The billionaire real estate developer has repeatedly refused to reveal his tax returns — at least while he's being audited by the Internal Revenue Service. In the meantime, he told ABC News last week, "I don't think anybody cares, except some members of the press."
But pressure has been ramping up for him to publicize the documents soon. New York Times executive editor Dean Baquet and Washington Post associate editor Bob Woodward said Sunday they'd report on Trump's tax returns even if they went to jail for it, according to CNN. Veteran Peter Kiernan started a $25,000 crowdfunding campaign to be donated to military charities once the GOP candidate releases his taxes, and LinkedIn cofounder Reid Hoffman said Monday he'd contribute five times the amount raised (up to $5 million).
You may be wondering why it's a big deal. Here are six factors that explain the recent buzz around Trump's taxes:
He has a lot of money (probably).
Trump is, as he likes to say, "really rich." In May, he claimed he was worth more than $10 billion and filed a financial disclosure form showing he earned $557 million between then and January 2015, according to a news release. But that didn't take "dividends, interest, capital gains, rents and royalties" into account.
Releasing his taxes would show what his tax rate is as well as what business relationships he has, CNN reported. That might speak to his loyalties as a president.
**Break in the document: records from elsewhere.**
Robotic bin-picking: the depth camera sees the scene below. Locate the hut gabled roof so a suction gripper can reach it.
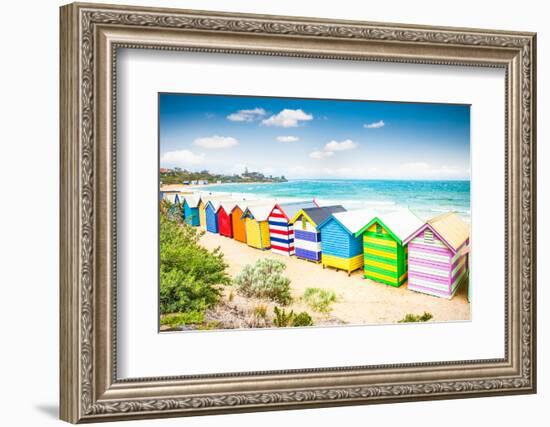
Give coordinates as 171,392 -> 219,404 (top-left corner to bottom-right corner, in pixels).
206,196 -> 235,212
356,209 -> 423,244
415,212 -> 470,253
317,209 -> 376,235
163,191 -> 182,203
216,199 -> 239,214
290,205 -> 346,227
273,200 -> 318,221
242,203 -> 275,221
185,194 -> 201,208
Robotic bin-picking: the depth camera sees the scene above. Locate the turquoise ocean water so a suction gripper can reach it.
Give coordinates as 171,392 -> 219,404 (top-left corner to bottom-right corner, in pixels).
204,179 -> 470,221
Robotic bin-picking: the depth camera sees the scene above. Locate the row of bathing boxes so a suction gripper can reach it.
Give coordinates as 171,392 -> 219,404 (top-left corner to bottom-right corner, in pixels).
161,193 -> 470,299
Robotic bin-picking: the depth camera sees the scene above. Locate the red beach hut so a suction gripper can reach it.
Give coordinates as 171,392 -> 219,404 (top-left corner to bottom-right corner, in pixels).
218,201 -> 237,238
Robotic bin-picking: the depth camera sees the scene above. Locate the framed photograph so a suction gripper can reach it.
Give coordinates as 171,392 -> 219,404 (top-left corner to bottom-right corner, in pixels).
60,4 -> 536,423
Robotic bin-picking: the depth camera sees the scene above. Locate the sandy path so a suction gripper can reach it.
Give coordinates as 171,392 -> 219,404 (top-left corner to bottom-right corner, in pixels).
201,233 -> 470,324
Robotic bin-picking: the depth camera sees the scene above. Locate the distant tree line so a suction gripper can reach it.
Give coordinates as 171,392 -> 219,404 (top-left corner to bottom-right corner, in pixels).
160,168 -> 287,184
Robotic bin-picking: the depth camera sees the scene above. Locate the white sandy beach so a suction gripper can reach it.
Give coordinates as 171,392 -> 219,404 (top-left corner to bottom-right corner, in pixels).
201,233 -> 470,324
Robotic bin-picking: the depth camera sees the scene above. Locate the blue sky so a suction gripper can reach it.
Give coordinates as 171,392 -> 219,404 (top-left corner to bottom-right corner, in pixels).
159,93 -> 470,179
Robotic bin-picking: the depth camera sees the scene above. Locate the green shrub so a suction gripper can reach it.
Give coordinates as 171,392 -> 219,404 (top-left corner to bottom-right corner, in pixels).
398,311 -> 433,323
233,258 -> 292,305
160,211 -> 231,314
273,307 -> 294,328
273,307 -> 313,328
254,304 -> 267,319
303,288 -> 336,314
292,311 -> 313,326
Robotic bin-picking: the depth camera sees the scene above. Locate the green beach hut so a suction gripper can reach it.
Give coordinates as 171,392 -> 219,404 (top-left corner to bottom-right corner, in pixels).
355,209 -> 423,287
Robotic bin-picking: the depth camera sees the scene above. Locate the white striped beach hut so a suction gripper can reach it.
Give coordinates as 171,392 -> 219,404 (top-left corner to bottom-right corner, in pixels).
268,200 -> 317,256
404,212 -> 470,299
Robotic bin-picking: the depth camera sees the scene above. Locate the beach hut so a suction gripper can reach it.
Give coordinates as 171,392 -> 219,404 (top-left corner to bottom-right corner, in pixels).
199,194 -> 228,230
231,200 -> 266,243
268,200 -> 317,256
242,203 -> 274,249
162,191 -> 181,205
204,200 -> 220,233
231,203 -> 246,243
290,205 -> 346,262
183,195 -> 201,227
317,209 -> 374,275
356,209 -> 422,287
218,200 -> 240,237
199,197 -> 208,229
405,212 -> 470,299
205,196 -> 233,234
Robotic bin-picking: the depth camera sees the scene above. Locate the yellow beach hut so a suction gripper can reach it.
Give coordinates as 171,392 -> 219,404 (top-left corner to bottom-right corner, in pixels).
317,209 -> 376,275
242,203 -> 275,250
199,194 -> 231,230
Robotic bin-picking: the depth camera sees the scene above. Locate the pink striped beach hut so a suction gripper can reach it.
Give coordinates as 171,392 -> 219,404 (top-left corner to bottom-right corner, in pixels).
404,212 -> 470,299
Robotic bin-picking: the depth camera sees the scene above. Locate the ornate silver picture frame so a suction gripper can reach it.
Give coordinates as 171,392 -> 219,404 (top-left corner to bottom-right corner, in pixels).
60,4 -> 536,423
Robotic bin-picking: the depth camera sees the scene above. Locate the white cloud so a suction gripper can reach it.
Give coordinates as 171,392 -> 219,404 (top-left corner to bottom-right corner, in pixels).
363,120 -> 385,129
309,139 -> 357,160
164,150 -> 209,168
276,135 -> 300,142
324,139 -> 357,151
193,135 -> 239,150
309,151 -> 334,160
262,108 -> 313,128
227,108 -> 266,122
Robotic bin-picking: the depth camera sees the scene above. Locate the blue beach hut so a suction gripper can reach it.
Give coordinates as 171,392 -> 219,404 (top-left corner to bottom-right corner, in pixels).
183,195 -> 201,227
317,209 -> 375,276
205,198 -> 231,234
290,205 -> 346,262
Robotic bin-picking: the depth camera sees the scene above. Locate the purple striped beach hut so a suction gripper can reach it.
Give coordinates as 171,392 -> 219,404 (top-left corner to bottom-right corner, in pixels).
403,212 -> 470,299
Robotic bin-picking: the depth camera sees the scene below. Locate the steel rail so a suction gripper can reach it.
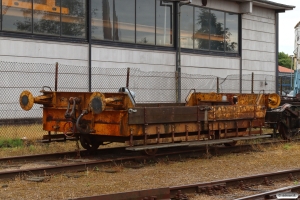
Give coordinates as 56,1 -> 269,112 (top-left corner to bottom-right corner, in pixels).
235,185 -> 300,200
0,138 -> 296,179
73,169 -> 300,200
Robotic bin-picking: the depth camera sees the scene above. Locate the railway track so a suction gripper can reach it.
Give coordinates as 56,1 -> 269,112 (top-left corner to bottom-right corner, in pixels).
68,169 -> 300,200
0,140 -> 296,179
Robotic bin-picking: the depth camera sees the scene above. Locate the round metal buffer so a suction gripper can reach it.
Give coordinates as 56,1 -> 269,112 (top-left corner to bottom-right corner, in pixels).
19,90 -> 34,110
89,92 -> 105,114
268,93 -> 281,108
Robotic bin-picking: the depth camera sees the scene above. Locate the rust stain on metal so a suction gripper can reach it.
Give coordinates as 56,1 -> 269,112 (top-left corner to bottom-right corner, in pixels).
20,89 -> 280,149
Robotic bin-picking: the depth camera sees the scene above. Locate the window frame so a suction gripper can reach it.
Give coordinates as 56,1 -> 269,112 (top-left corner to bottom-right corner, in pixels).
0,0 -> 242,57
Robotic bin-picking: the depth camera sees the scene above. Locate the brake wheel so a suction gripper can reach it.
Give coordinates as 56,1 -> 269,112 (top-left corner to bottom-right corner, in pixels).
79,135 -> 101,151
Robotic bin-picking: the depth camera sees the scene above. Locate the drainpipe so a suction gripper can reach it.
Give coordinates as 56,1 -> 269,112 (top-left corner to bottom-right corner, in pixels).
88,1 -> 92,92
176,2 -> 181,103
275,11 -> 279,93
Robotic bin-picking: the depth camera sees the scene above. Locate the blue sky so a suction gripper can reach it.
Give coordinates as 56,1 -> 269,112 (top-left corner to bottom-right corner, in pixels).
270,0 -> 300,55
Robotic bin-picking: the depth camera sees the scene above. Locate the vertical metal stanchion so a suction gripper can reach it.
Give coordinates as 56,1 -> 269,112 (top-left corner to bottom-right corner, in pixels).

The IRS isn't stopping him.
The agency told the Huffington Post in February that, contrary to Trump's claims, "nothing prevents individuals from sharing their own tax information." Several media outlets have noted that former President Richard Nixon released his taxes while being audited in the 1970s.
Trump criticized President Barack Obama in 2012 for a lack of transparency.
Four years ago, Trump offered to donate $5 million to charity if Obama made his college transcripts and passport records public by a certain date. At the time, he declared Obama "the least transparent president in the history of this country," Politico reported.
Trump's charitable gifts are hard to track.
When he was Trump's campaign manager, Corey Lewandowski told CNN the mogul had donated more than $100 million to charitable causes. But Washington Post reporter David Fahrenthold recently called more than 300 charities linked to Trump and discovered the candidate had only personally funded one gift between 2008 and May 2016. He hasn't donated to the Donald J. Trump Foundation in eight years, CNN confirmed.
His rival has already released hers.
Democrat Hillary Clinton published her 2015 tax return in August, showing $10.6 million in income. Her website notes that, between various campaigns for her and her husband, former president Bill Clinton, their taxes have been public since 1977.
People want to see them.
It's not just pundits and journalists clamoring for Trump's taxes: In a Morning Consult poll from May, about two-thirds of voters said they thought presidential candidates should have to reveal their tax returns. That's given Clinton ammunition to call for the release of the documents.
"The burden is on him, and indeed for the rest of us in the campaign on our side, the press, the public, to demand what a big majority of the public says they want," USA Today reported she said Sept. 6.